Andrew described how you "can detect fusions much more easily at the DNA level" compared to short-read sequencing. Fusions were detected with the Sniffles tool, although Andrew suggested that it may be preferable to detect fusions from RNA sequencing data. Nanopolish and MethplotLib tools were used to call methylation; hypomethylation of MLH1 near its promoter, as is commonly observed in colorectal cancer, was detected - and Andrew said that this is a drug target. Andrew stated that methylation detection from PromethION data had a much higher resolution "compared to anything else we do" in terms of methylation calling with other technologies. It was a "piece of cake" and "in fact we are going to move all our methylation assays onto PromethION and nanopolish".

In conclusion, Andrew said that clinical WGS on the PromethION “has the potential to be game changing” although we are still in the “beta” stage of its application – we need better variant calling tools, and a clinical pipeline and ISO accreditation (which they are going to work with Genomics England to achieve). In terms of accuracy, nanopore sequencing data is comparable to short-read data, and “in some ways better”. Moreover, with multiplexing, clinical WGS will be possible within < 24 hours, and this will be "a transformation for clinical genetics".

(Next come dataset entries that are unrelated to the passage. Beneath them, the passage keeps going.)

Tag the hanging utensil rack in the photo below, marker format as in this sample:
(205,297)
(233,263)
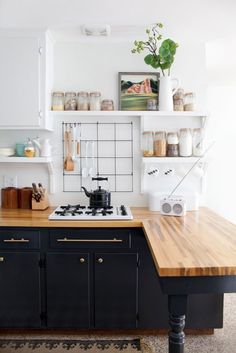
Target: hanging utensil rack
(121,181)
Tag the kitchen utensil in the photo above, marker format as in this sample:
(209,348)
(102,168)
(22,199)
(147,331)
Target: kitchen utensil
(7,151)
(68,164)
(99,197)
(85,167)
(92,171)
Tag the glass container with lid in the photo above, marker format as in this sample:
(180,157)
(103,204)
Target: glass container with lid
(160,144)
(147,144)
(95,101)
(70,101)
(58,101)
(83,101)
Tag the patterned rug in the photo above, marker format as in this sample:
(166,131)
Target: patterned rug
(73,346)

What could be the future of clinical nanopore sequencing?
Andrew suggested that amplicon targeted sequencing on Flongle is ideal for the clinic, and clinical WGS is “potentially a game changer” for nanopore sequencing, as it is the same price as short-read sequencing yet much more information is obtained from a sequencing run, such as methylation and SV calling.

It is "a very exciting time to be involved in nanopore sequencing", which has the potential to radically change clinical genetics in the next few years.